Let $g(x)$ satisfy the Cauchy functional equation $g(x+y)=g(x)+g(y)$. Let $f(x)=x \, g(\log |x|)$.
Then $$f(ab)=ab \,g(\log |a| + \log |b|)=ab\, g(\log |a|)+ab\,g(\log |b|)=b\,f(a)+a\,f(b)$$ and so $f$ satisfies the functional equation, for any such $g$. If there are no further continuity requirements, we can choose $g$ to have any values we want at non-commensurable $x,y$, as in this answer. Since $\log 4$ and $\log 2018$ are non-commensurable, that means we can choose any value we want for $f(2018)$.
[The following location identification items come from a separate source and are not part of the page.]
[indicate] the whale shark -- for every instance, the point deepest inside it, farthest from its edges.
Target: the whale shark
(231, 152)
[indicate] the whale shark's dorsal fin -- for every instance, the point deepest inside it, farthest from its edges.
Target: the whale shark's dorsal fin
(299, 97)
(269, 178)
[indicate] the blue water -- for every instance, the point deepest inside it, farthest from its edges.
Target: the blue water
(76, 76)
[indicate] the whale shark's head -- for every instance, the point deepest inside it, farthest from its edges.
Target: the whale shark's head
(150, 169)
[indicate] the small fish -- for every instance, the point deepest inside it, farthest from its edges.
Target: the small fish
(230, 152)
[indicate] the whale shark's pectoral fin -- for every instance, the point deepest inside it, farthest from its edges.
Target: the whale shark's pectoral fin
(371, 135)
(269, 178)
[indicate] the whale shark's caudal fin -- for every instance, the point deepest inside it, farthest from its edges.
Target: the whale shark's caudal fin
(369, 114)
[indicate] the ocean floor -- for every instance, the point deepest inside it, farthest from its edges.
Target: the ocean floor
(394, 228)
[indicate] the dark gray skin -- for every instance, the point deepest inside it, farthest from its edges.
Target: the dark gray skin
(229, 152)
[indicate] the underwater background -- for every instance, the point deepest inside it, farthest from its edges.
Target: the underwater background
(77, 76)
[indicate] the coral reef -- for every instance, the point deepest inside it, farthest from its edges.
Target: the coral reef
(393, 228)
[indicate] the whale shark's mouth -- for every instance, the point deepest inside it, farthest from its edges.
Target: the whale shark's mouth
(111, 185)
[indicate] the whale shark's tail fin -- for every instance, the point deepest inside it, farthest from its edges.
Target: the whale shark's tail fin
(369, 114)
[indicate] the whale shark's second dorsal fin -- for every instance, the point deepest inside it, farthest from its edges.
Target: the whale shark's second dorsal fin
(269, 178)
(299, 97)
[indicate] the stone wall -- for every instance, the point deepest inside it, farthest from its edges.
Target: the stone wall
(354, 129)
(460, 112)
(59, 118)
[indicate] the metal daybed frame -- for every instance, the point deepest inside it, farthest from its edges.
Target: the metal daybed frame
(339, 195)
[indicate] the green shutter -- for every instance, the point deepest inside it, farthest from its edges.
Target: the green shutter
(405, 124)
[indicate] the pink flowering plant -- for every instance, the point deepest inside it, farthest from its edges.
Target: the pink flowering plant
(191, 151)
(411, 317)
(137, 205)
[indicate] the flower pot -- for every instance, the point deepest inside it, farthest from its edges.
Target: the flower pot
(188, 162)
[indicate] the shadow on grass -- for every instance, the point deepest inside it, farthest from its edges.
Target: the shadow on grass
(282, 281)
On the other hand, with any continuity (or even measurability) requirements at all, $g(x)=kx$. Since $f(4)=3$, $g(\log 4)=\frac{3}{4}$, and so $g(x)=\frac{3}{4\log 4}x$.
In this case, it follows that $f(2018)=2018 \left(\frac{3}{4} \log_4 2018\right)=\frac{3027}{2} \log_4 2018$, which is not one of the answers given.